I do have to admit that I'm jealous! Grandma's going to the game on Tuesday against Nashville with Uncle Kenny. Then on Friday she's going again against LA with Uncle Kenny, Aunt Sunok, Sam, Aunt Susie & Andy. I wanna go to a Wings game! *pouts*
Early show doesn't go Wings' way
March 5, 2007
BY HELENE ST. JAMES
FREE PRESS SPORTS WRITER
An awful lot of jokes could be made about the Red Wings' 12:30 p.m. start Sunday, like how they must have misread the schedule, or how it must have interfered with brunch, but the bottom line, as Mike Babcock likes to put it, wasn't very funny.
The Wings dropped a 4-3 decision in overtime at Joe Louis Arena to a Colorado Avalanche team that only staunch fans still believe can make the playoffs. The Wings did rally from a 2-0 deficit to gain one point, but things might have looked different had they not come out with such utter lethargy.
"We didn't have the energy and the stick-to-it-tiveness that we normally have," Babcock said. "This is our building, and we're supposed to set the work ethic, and that wasn't the case today at all. This game is fair. If you come out and go after the other team, you usually find a way to win. In the end, probably the right team got the two points."

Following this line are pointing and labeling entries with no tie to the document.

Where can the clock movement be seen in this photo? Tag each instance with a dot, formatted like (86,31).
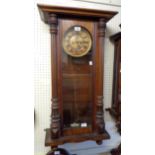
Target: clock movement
(77,39)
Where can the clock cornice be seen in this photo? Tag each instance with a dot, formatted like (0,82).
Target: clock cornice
(46,10)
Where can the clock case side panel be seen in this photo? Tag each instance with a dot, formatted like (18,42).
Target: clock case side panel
(67,132)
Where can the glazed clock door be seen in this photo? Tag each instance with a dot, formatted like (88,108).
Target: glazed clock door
(77,76)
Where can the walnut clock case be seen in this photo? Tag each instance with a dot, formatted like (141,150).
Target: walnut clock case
(77,38)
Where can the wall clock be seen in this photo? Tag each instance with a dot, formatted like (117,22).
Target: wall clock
(77,39)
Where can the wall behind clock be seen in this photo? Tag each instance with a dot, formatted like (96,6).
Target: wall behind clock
(42,79)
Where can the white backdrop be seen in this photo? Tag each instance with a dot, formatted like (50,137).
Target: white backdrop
(42,80)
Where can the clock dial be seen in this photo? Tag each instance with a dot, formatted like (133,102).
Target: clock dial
(77,41)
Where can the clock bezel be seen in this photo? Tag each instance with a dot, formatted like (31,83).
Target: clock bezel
(90,41)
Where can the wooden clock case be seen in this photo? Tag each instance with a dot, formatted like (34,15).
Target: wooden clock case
(88,76)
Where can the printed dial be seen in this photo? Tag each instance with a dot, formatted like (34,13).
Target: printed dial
(77,41)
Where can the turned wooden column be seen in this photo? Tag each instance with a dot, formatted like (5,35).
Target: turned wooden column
(100,70)
(55,116)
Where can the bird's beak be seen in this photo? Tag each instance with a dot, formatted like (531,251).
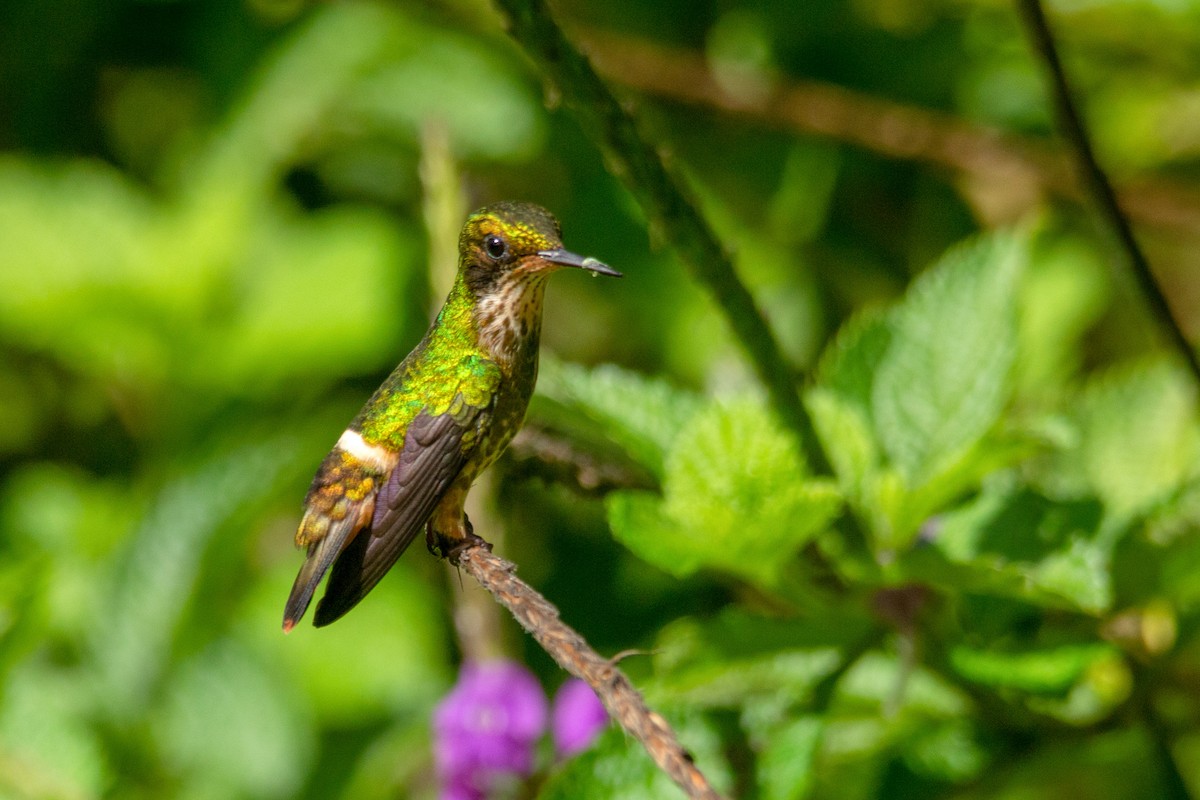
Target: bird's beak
(567,258)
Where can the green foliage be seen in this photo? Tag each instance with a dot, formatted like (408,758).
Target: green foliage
(211,248)
(613,769)
(731,500)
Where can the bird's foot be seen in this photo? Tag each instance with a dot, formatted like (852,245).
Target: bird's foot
(453,547)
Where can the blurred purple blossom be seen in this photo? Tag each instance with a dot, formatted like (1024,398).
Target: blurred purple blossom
(577,717)
(486,728)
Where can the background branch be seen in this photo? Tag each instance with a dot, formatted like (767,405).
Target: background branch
(1095,180)
(667,205)
(1026,168)
(624,703)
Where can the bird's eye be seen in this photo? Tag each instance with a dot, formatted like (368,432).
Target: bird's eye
(495,247)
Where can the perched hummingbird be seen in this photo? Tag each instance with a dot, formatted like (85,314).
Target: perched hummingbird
(407,461)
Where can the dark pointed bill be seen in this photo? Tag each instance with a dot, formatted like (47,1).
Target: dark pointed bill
(567,258)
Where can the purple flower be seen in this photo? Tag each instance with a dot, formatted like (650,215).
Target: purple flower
(577,717)
(487,727)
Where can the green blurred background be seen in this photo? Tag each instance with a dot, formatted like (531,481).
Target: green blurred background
(222,223)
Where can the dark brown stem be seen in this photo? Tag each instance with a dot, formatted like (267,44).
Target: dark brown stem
(667,205)
(1015,168)
(1095,179)
(624,703)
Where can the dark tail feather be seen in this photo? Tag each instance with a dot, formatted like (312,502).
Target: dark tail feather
(357,571)
(321,555)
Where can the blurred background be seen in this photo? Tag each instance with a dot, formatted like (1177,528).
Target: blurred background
(222,224)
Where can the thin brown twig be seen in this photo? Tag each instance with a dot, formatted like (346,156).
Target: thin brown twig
(624,703)
(1096,180)
(667,204)
(1025,167)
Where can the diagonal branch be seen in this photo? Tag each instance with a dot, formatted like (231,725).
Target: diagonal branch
(540,618)
(1025,168)
(666,203)
(1096,181)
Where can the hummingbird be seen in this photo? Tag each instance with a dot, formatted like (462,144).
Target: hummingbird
(407,461)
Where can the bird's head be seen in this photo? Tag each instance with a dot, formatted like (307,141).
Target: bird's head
(513,244)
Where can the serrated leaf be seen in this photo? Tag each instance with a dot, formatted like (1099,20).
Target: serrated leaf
(1080,573)
(154,576)
(1138,435)
(733,499)
(849,365)
(642,414)
(786,758)
(947,371)
(845,433)
(48,749)
(1048,671)
(228,722)
(617,768)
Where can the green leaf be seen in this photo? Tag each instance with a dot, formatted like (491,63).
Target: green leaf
(733,499)
(228,721)
(1138,435)
(1080,572)
(1049,671)
(48,749)
(156,571)
(846,435)
(786,758)
(1063,293)
(384,661)
(617,768)
(642,414)
(849,365)
(946,376)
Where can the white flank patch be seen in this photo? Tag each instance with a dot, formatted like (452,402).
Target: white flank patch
(376,456)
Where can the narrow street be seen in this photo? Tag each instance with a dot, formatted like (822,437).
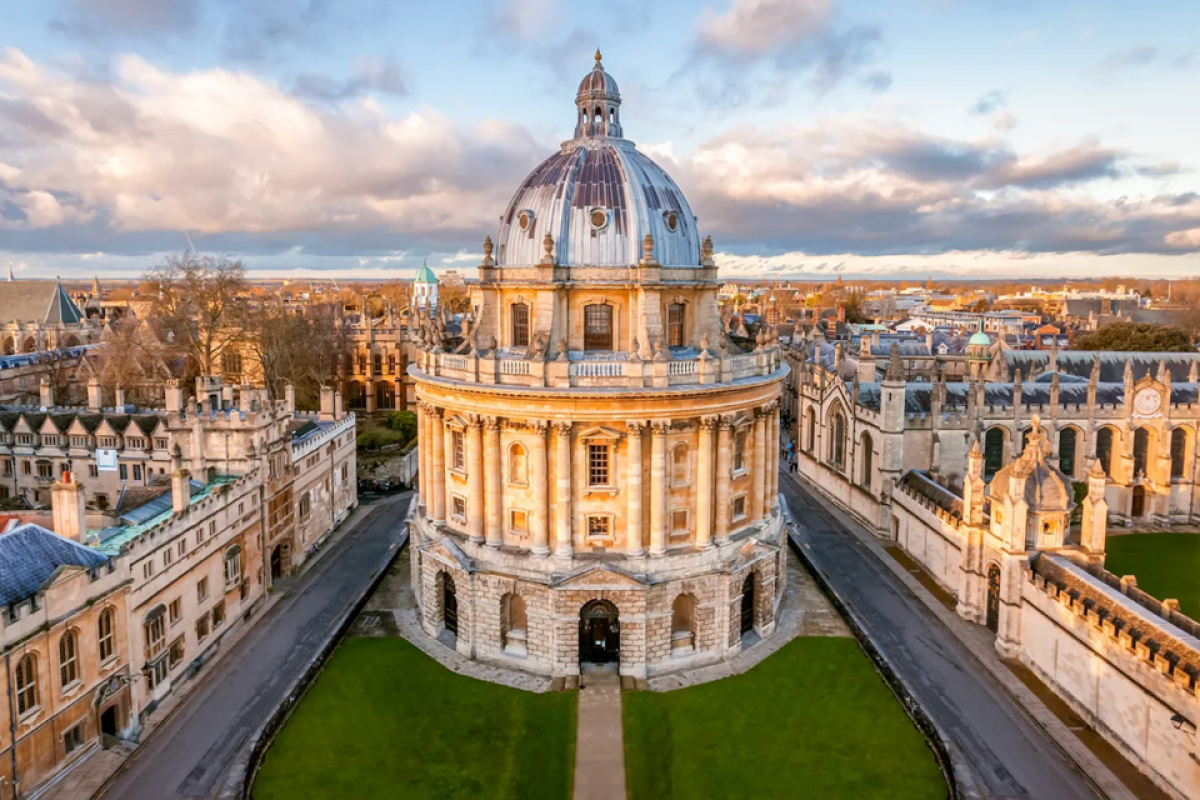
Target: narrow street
(1009,755)
(189,757)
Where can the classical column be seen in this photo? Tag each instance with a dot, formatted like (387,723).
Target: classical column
(705,483)
(437,426)
(723,477)
(759,467)
(658,486)
(634,489)
(540,499)
(563,492)
(423,456)
(492,495)
(475,479)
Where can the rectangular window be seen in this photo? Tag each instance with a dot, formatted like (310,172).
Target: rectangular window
(598,464)
(73,739)
(460,450)
(175,655)
(598,527)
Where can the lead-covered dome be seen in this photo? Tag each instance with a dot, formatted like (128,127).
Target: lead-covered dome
(598,197)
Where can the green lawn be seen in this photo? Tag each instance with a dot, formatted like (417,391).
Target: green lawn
(387,721)
(813,721)
(1167,565)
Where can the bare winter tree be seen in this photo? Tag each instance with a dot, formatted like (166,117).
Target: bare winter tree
(199,306)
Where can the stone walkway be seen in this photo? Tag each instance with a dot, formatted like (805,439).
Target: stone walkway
(599,743)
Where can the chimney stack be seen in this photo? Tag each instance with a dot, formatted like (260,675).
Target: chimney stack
(327,403)
(67,510)
(180,489)
(95,395)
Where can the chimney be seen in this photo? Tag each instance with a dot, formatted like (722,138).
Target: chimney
(180,489)
(327,403)
(174,397)
(95,395)
(66,509)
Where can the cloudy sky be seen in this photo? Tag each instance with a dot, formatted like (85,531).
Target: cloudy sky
(1042,138)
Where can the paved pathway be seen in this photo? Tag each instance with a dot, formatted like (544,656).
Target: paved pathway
(1009,756)
(190,755)
(599,744)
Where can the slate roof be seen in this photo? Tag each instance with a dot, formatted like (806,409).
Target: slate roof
(37,301)
(30,555)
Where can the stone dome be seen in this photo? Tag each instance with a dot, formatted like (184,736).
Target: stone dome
(598,197)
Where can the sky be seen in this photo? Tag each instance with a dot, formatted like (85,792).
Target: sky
(359,138)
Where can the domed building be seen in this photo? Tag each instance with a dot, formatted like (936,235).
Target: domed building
(599,461)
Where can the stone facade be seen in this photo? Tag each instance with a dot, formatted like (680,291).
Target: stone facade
(599,462)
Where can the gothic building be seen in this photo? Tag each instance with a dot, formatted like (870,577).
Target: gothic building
(598,459)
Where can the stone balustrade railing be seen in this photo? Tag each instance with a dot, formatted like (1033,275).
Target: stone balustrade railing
(595,373)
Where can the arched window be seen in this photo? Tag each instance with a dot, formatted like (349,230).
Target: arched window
(69,661)
(514,625)
(868,456)
(993,451)
(1179,451)
(27,685)
(1067,451)
(838,439)
(675,324)
(1104,450)
(517,464)
(598,328)
(1140,450)
(107,635)
(679,464)
(683,625)
(520,324)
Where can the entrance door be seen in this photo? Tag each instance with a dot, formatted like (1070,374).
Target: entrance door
(748,605)
(450,605)
(994,597)
(599,633)
(1139,501)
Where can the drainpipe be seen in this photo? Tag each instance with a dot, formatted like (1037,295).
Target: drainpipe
(12,722)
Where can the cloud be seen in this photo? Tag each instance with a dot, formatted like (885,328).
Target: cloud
(1133,56)
(383,76)
(989,102)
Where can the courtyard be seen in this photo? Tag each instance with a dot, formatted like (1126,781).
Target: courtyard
(1167,565)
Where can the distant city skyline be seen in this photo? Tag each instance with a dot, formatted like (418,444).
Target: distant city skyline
(813,137)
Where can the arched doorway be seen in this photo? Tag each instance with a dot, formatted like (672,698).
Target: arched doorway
(994,597)
(748,605)
(1139,503)
(449,605)
(599,633)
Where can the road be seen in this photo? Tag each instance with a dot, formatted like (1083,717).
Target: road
(1009,755)
(190,755)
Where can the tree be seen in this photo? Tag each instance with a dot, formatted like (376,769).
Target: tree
(1138,337)
(199,305)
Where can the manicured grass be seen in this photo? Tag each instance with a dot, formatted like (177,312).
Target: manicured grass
(387,721)
(1167,565)
(811,721)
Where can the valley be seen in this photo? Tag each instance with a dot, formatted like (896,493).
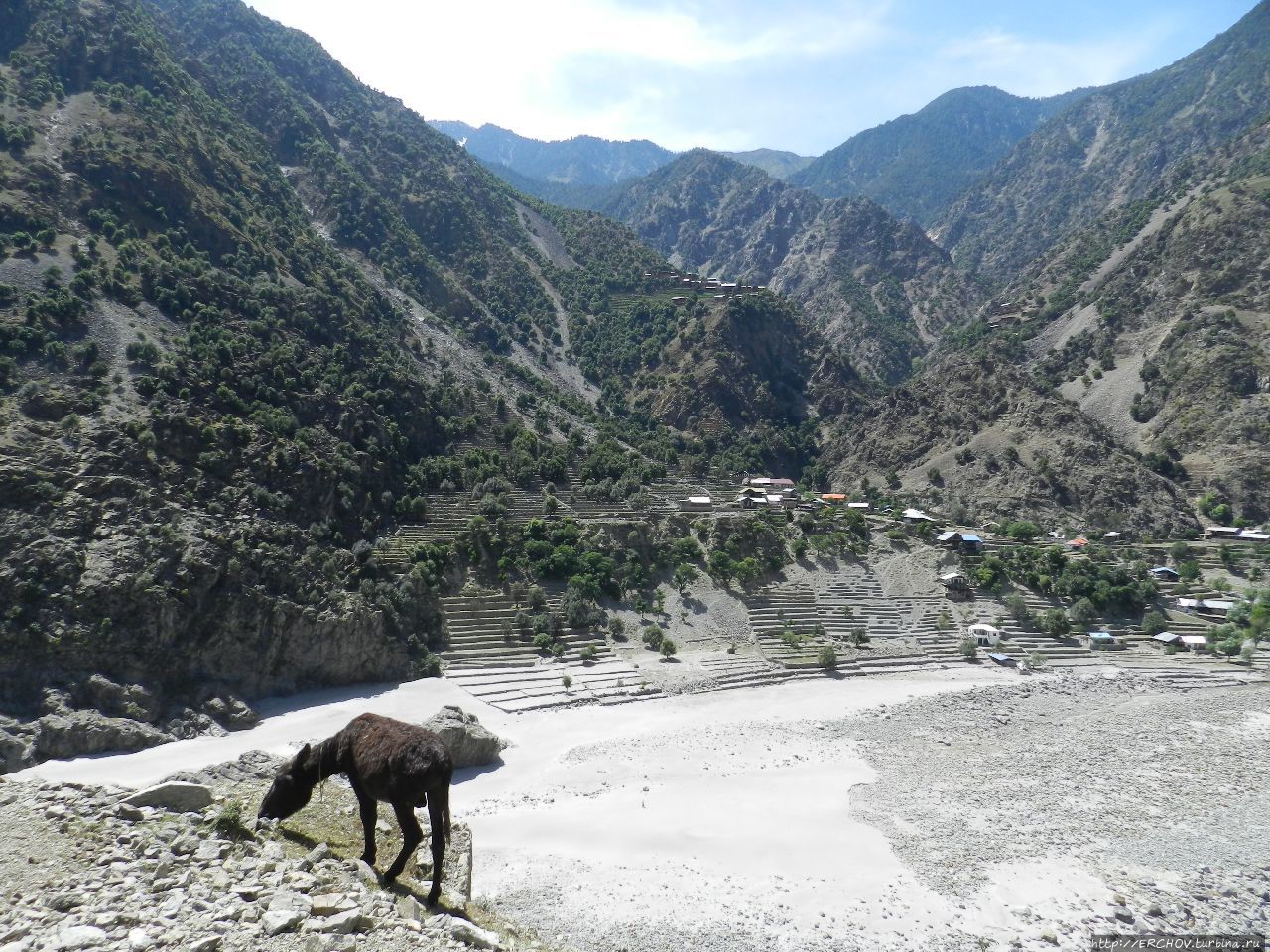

The Wings did gain a point for the eighth straight game, thanks in large part to the hustle of Kris Draper, who scored twice. Valtteri Filppula also scored to gain four points in his past three games.
After Milan Hejduk, Tyler Arnason and Brad McLean scored in regulation, Brad Richardson ended the game at 2:41 when he stuffed a rebound from the right side that got in under Chris Osgood.
"I backhanded it as hard as I could, but he made a great save," Richardson said. "It was just laying there, and I poked it. It squeaked under him somehow. It was nice to see it go in. We're up two-nothing; they battled back and made it a game. That's what great teams do, but we found a way to squeak it out, and we'll take it."
The Wings played to win in the third period, popping 18 shots at Peter Budaj, but that wasn't enough to overturn 40 minutes of malaise.
"We started playing in the third period, and we had some great opportunities," Draper said, "but anytime you spot a team two goals it's tough to get back."
Tomas Holmstrom blew a chance to get the Wings ahead when he couldn't convert on a penalty shot in the last 10 seconds of the first period, and in the second period the Avs took a two-goal lead. Hejduk scored on a tip-in at 10:55, and Arnason built on that at 14:04; it took Pavel Datsyuk setting up Filppula with a centering pass at 19:03 of the second period before the Wings showed any bite.
Draper followed up with a goal 1:14 into the third period when he spun around in the left circle and angled the puck in off the near post to tie the game. Finally the Wings awakened, pounding Budaj with six shots in three minutes after he had seen eight in each of the first two periods. But as Draper pointed out, the Wings' revival came too late. McLean and Draper traded goals later in the third period, and Mathieu Schneider handed over the puck on the winning goal, giving the Wings all afternoon to digest the loss.